Stage 4The Means of GraceDay 69
Training, not striving · 1 Timothy 4

The trellis and the vine

Paul, to a young pastor

Timothy was surrounded by religious chatter — speculative myths, endless genealogies, the spiritual gossip Paul dismisses as profane and old wives' fables. Into all that noise Paul drops a word borrowed from the athletic field: gymnaze, train yourself, exercise yourself toward godliness. It is the root of our word gymnasium. Maturity, Paul says, is not a mood that descends on you or an accident that befalls the lucky. It is trained for, the way a runner trains a body.
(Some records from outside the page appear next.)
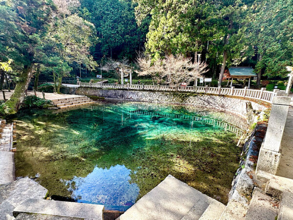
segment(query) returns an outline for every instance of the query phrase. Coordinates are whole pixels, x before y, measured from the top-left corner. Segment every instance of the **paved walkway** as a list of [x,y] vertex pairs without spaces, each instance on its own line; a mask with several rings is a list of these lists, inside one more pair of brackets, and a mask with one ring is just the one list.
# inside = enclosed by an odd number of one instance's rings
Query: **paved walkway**
[[281,155],[276,175],[293,179],[293,107],[291,106],[287,115],[281,142]]
[[0,151],[10,151],[10,144],[11,142],[11,124],[5,125],[3,128],[2,138],[0,139]]
[[[11,96],[12,94],[12,91],[8,92],[7,90],[5,91],[5,96],[6,99],[9,98],[9,97]],[[34,95],[35,93],[33,91],[27,91],[27,95]],[[39,98],[43,98],[42,94],[41,92],[37,92],[37,96]],[[78,95],[67,95],[66,94],[58,94],[58,93],[51,93],[45,92],[45,98],[46,99],[48,99],[49,100],[51,100],[52,99],[62,99],[63,98],[69,98],[69,97],[77,97]],[[3,100],[3,95],[2,92],[0,92],[0,100]]]

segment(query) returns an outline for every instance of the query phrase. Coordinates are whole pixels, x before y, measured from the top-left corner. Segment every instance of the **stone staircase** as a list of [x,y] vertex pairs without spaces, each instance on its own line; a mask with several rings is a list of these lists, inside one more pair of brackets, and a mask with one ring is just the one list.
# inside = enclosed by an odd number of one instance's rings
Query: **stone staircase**
[[255,187],[248,204],[230,199],[226,206],[169,175],[117,220],[293,220],[293,180],[280,186],[284,180],[278,177],[271,178],[263,190]]
[[169,175],[117,219],[219,219],[225,207]]
[[59,109],[74,107],[94,103],[94,102],[85,96],[75,96],[70,98],[52,99],[54,106]]
[[6,124],[5,120],[0,119],[0,151],[14,152],[16,148],[16,125],[15,122]]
But the metaphor of training hides a trap, and it is worth catching early. An athlete's effort really does build the muscle. The spiritual disciplines do not work that way. They do not manufacture the life of God in you any more than a wooden trellis manufactures grapes. A trellis grows nothing. What it does is hold the vine up in the sun, position the branch where the sap can reach it, keep the fruit off the ground.

That is exactly what prayer and Scripture and fasting and silence are. They are trellis-work. They cannot produce the life of Christ in you by sheer effort. What they can do — and it is everything — is arrange your days so that you are positioned where his life can flow into you. The disciplines are the trellis. Christ is the vine.


Exercise yourself toward godliness.

Paul, to Timothy — 1 Timothy 4:7 (WEB)
The Invitation

Take up the disciplines as a trellis that positions you where the life of Christ can flow — never as a vine that produces life by your effort.


John 15:5

I am the vine. You are the branches. He who remains in me, and I in him, the same bears much fruit, for apart from me you can do nothing.


We swing between despising the disciplines as legalism and gripping them as the point, and both confuse the wood for the life. The interior work is to hold the disciplines as pure means — trellis-work that arranges your days around the true vine — so you neither lie fruitless in the dirt nor grow proud polishing a trellis while the vine withers.

A Practice to Try

Before each discipline this week, name out loud what it is for: not to earn God but to position yourself where his life can reach you. Let that one sentence reframe the prayer, the reading, the fast.

Pride pulls hard in two directions here — to fling the disciplines down as joyless rule-keeping, or to polish the trellis until you forget the vine it was built to carry. Both leave the branch fruitless; but a soul that uses the means only to reach the Source keeps the wood and the life in their proper places, and the fruit comes.

Everything in this stage — prayer, the Word, fasting, silence, Sabbath, worship — is trellis, not vine. None of it earns God, impresses him, or squeezes holiness out of you by willpower. Each discipline simply arranges your life so the life of Christ, the true vine, can flow into the branch. Keep that straight and the disciplines become a joy; lose it and they curdle.

The danger runs two ways. Some despise the disciplines as legalism and so lie in the dirt like a branch flung down, wondering why no fruit comes. Others seize the disciplines as the point itself, polishing the trellis while the vine goes untended, and grow brittle and proud. Both have confused the wood for the life. As you begin, settle which is which: are you tending the trellis as though it were the vine — or letting it hold you where the life of Christ can reach you?

  1. Am I tending the trellis as if it were the vine?
  2. Have I despised the disciplines, and lain in the dirt wondering why no fruit comes?
  3. Where do I need to be repositioned so Christ's life can reach me?
A Prayer to Carry

Lord, you are the vine and I am only a branch. Let these disciplines be a trellis that holds me in your sun, where your life can flow into me. Keep me from confusing the wood for the life. Amen.